NEW YORK—The long-running effort by teaching assistants and graduate assistants at Columbia University to unionize with the Auto Workers is headed for the courts, thanks to the university’s administration. And the TAs and RAs themselves are headed for the streets, with a mass protest in front of the university’s iconic Low Library at noon on Feb. 1.
That’s because the university management announced two days before it would refuse to bargain with Auto Workers Local 2110, which the TAs and RAs overwhelmingly voted for months before – and that it would sue in federal court to overturn the National Labor Relations Board’s certification of the union.
The Columbia unionization drive is important, not just for the underpaid, overworked TAs and RAs, who shoulder the bulk of the course-teaching load despite low pay, lack of tenure and few benefits.
It’s also important for unions seeking to organize TAs and RAs at private universities nationally. The NLRB’s 3-person Democratic majority OKd such organizing drives in mid-2016, ruling the grad student TAs and RAs are “employees” organizable under labor law, not “students” unprotected by it.
In the last eight years, UAW alone has organized 20,000 TAs and RAs nationwide, and other unions, including the Teachers, have organized thousands more.
Predictably, Columbia’s decision outraged the TAs and RAs, who had voted for the union, 1,602-623, despite the university management’s long and often nasty anti-union campaign. One objective of Columbia and other universities: To stall until the GOP again achieved an NLRB majority – which could reverse the prior ruling. The board is now tied 2-2, though another GOPer was nominated.
“This is a new low for Columbia,” civil engineering RA Olga Brudastova told the union. “More than a year after we voted overwhelmingly in favor of unionization, Columbia revives its old excuses and tries to gloss over the fact that they are refusing to respect the law that has now certified our union.”
“Their communication also demonstrates how tone-deaf they are to what is going on around this campus – more than 2,000 of us just signed another petition demanding bargaining because we want to negotiate stronger recourse on sexual misconduct, among other things,” Brudastova said.
“In response, they refuse to bargain and announce that they will enhance stipends and benefits.

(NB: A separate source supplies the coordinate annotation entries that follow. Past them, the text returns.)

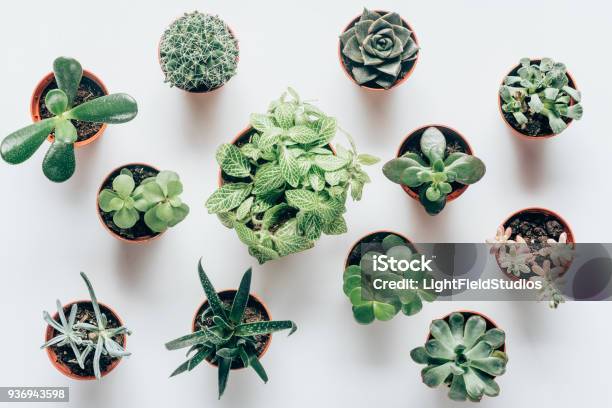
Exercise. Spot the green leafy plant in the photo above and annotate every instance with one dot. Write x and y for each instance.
(229, 338)
(464, 355)
(84, 337)
(283, 185)
(198, 52)
(59, 162)
(541, 89)
(157, 197)
(377, 46)
(433, 177)
(370, 304)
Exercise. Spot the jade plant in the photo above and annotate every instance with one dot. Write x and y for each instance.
(198, 52)
(59, 162)
(158, 198)
(230, 338)
(371, 304)
(464, 355)
(283, 183)
(85, 336)
(377, 47)
(541, 90)
(434, 171)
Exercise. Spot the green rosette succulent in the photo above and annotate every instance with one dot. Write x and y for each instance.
(463, 355)
(378, 47)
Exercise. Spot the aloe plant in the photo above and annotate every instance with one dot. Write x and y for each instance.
(433, 176)
(59, 162)
(230, 338)
(463, 355)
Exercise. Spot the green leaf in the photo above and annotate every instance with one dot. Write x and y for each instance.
(228, 197)
(59, 162)
(115, 108)
(21, 144)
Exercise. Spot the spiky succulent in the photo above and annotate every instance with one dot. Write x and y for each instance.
(370, 304)
(433, 176)
(59, 162)
(229, 338)
(198, 52)
(378, 46)
(541, 89)
(158, 198)
(283, 185)
(84, 337)
(463, 355)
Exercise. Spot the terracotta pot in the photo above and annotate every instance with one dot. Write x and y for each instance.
(566, 228)
(37, 96)
(65, 369)
(445, 129)
(197, 91)
(232, 292)
(399, 82)
(518, 132)
(141, 240)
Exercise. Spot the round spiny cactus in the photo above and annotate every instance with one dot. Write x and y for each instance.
(198, 52)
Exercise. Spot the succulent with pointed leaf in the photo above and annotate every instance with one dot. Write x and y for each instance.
(229, 338)
(433, 177)
(464, 355)
(59, 162)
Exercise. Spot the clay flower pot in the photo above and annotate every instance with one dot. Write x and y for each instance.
(45, 85)
(254, 301)
(59, 364)
(144, 233)
(343, 59)
(451, 135)
(518, 132)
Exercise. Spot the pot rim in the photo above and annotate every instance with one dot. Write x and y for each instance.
(143, 240)
(64, 369)
(37, 96)
(396, 83)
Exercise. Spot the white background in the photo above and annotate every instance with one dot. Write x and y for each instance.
(50, 232)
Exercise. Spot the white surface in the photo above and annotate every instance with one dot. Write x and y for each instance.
(51, 232)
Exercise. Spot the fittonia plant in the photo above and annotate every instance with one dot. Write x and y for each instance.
(370, 304)
(229, 338)
(433, 177)
(464, 355)
(283, 185)
(198, 52)
(377, 46)
(541, 89)
(158, 198)
(59, 162)
(84, 337)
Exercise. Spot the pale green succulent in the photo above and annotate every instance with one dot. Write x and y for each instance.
(378, 46)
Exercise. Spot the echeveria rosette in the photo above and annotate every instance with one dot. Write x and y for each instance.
(433, 177)
(463, 355)
(59, 162)
(369, 304)
(377, 46)
(542, 89)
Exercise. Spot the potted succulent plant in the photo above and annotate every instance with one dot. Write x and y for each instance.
(136, 202)
(538, 98)
(370, 304)
(198, 53)
(70, 109)
(466, 351)
(434, 165)
(282, 185)
(536, 244)
(85, 340)
(378, 50)
(232, 329)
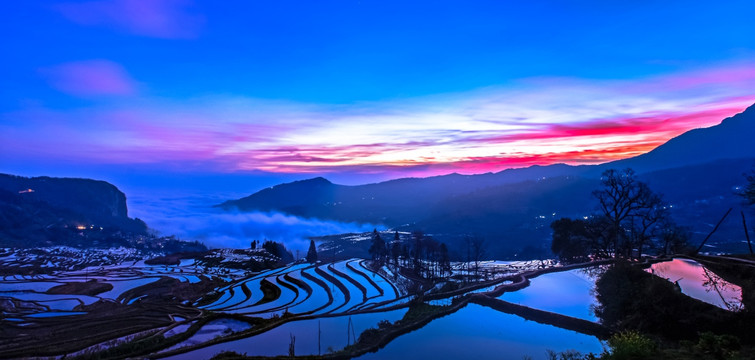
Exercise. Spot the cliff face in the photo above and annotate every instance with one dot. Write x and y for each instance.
(45, 211)
(97, 199)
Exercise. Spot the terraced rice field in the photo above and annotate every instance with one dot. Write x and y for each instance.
(303, 289)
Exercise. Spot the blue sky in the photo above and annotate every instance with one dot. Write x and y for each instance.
(361, 89)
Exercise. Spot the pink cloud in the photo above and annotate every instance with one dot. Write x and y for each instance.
(90, 78)
(155, 18)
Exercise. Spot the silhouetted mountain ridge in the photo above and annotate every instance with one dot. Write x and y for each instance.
(517, 205)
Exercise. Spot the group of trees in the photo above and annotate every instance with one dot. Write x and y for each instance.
(424, 255)
(631, 219)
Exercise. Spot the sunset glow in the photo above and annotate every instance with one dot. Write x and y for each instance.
(110, 108)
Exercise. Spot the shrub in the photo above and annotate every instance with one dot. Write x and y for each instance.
(630, 345)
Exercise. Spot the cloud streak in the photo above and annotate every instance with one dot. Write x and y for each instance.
(169, 19)
(90, 78)
(535, 121)
(191, 217)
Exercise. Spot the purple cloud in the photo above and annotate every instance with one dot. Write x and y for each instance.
(168, 19)
(90, 78)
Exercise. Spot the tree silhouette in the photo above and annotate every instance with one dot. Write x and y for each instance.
(377, 249)
(312, 252)
(749, 191)
(631, 208)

The fact they are this out of touch with the real problems we’re facing in our workplaces is one of the main reasons we will not go away until they agree to a fair contract.”
“Columbia’s refusal to bargain with their graduate workers is outrageous. Refusing to bargain at this point is flouting the law of the land and shows total and continued disrespect for the democratic will of these workers,” said UAW regional director Julie Kushner. “Their continued delay tactics will not make this go away. These workers have made their choice clear over and over and will continue to do so, and the UAW will stand with these workers until they achieve the justice they deserve.”

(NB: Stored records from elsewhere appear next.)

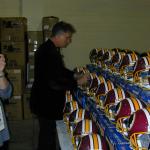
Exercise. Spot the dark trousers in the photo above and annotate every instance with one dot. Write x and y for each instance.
(48, 139)
(5, 146)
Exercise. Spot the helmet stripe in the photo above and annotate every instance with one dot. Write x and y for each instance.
(77, 114)
(106, 87)
(131, 105)
(83, 126)
(90, 126)
(99, 141)
(83, 113)
(91, 142)
(147, 113)
(80, 113)
(95, 141)
(87, 126)
(136, 103)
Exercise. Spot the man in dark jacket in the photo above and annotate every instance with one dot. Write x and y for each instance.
(51, 80)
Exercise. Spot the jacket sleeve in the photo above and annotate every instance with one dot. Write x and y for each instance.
(50, 71)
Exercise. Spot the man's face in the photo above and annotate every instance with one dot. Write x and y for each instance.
(64, 39)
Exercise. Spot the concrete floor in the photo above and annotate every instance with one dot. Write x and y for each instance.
(24, 134)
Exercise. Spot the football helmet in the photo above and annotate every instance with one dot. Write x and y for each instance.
(94, 55)
(68, 96)
(82, 128)
(127, 64)
(93, 142)
(95, 82)
(69, 108)
(113, 97)
(76, 116)
(142, 71)
(85, 127)
(116, 60)
(107, 58)
(103, 89)
(124, 109)
(100, 54)
(138, 128)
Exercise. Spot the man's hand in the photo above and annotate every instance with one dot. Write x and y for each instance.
(2, 63)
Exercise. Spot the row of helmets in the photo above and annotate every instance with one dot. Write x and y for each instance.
(83, 130)
(130, 115)
(129, 64)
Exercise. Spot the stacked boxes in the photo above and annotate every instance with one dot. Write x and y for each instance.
(14, 108)
(26, 111)
(47, 25)
(35, 39)
(13, 33)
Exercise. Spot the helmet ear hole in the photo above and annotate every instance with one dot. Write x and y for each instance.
(117, 108)
(129, 124)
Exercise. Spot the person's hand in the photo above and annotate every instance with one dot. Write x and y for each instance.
(83, 79)
(2, 63)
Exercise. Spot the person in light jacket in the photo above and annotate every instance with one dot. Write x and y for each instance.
(5, 93)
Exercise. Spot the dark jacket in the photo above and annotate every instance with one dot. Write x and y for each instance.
(51, 80)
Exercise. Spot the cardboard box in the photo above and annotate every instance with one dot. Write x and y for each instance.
(33, 47)
(46, 35)
(26, 109)
(30, 73)
(14, 109)
(35, 37)
(16, 78)
(15, 53)
(49, 22)
(13, 47)
(31, 58)
(13, 29)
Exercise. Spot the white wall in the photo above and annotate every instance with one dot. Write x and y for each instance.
(10, 8)
(99, 23)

“Columbia’s position isolates them in New York City, where both NYU and the New School have respected democratic votes on unionization and bargain with their graduate workers,” Local 2110 and UAW District 9A said.
Columbia Provost John Coatsworth, the university’s point man in its anti-union campaign, admitted in a campus-wide email the institution’s decision to go to court to stop the union will produce “the likelihood for disappointment and dispute in our community.”
Columbia, he added, won’t bargain “until the legal process has run its course. We remain convinced that the relationship of graduate students to the faculty that instruct them must not be reduced to ordinary terms of employment.”